# "Secret Wood" pen blank ideas



## mikepet (Mar 6, 2018)

I was recently inspired to try some pens based on the "secret wood" rings and pendants.   Since we have a tube running through, it is kind of hard to make a landscape, but you can still utilize some of the basic ideas.
These are:
-- Use of splintered or rough cut wood.
-- Transparent/translucent resin.
-- Combo of wood and resin.
-- Use of decorative elements.

 Here are the three that I did as samples.  I was pretty happy with them.
First was opaque and the next two I tried decorating the tube with paint and colored sand and glitter and stuff.  The final one I used a basic pen kit and made it extra long (thus the custom cap since I had no more tube!)  Then I used mostly clear resin mixed with swirls of colored resin.

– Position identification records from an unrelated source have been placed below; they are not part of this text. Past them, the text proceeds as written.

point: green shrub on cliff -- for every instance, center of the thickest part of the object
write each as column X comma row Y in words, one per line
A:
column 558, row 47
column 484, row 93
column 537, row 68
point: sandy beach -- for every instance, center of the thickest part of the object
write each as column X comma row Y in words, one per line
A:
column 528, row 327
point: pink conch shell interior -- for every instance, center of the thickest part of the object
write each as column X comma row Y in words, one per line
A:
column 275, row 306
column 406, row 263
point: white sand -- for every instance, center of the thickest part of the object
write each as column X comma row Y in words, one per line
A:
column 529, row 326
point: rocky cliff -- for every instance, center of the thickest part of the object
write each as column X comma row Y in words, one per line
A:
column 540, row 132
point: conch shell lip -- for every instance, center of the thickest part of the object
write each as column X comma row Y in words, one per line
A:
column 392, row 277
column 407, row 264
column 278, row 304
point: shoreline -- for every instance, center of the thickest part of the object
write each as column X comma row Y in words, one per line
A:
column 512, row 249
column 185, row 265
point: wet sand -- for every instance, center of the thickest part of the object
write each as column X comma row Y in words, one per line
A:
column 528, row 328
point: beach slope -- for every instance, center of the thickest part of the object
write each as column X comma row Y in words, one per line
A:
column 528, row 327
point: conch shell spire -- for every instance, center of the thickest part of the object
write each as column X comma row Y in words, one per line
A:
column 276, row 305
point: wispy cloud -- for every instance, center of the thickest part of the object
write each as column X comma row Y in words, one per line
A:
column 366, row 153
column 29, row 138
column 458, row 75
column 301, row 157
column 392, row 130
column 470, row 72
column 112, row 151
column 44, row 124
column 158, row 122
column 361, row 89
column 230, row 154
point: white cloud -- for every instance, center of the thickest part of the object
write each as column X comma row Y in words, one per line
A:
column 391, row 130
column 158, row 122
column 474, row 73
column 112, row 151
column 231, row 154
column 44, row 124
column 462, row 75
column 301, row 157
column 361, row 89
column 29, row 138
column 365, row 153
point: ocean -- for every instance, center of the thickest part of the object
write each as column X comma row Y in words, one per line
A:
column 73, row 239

Making the blanks for these is pretty easy and worth trying out.
As you can see from the pictures, I take a pen blank and either break it, splintering it, OR cut it and use some method of distressing it to make it uneven such as a chisel or vibrating tool or cutting wheel.

You then drill the wood and go ahead and insert the tube(s) and use duct tape to make a boat to hold the resin.  Make sure to cover up the tube entrances well!   
Then you can easily do the pouring of resin in whatever colors or swirleys that you desire.

I have not seen any pens like these, although I am sure something similar has been done before. But hopefully someone finds these interesting and gives it a shot.


----------



## PatrickR (Mar 6, 2018)

Very cool. I’ll add this to my list. Thanks for sharing.


----------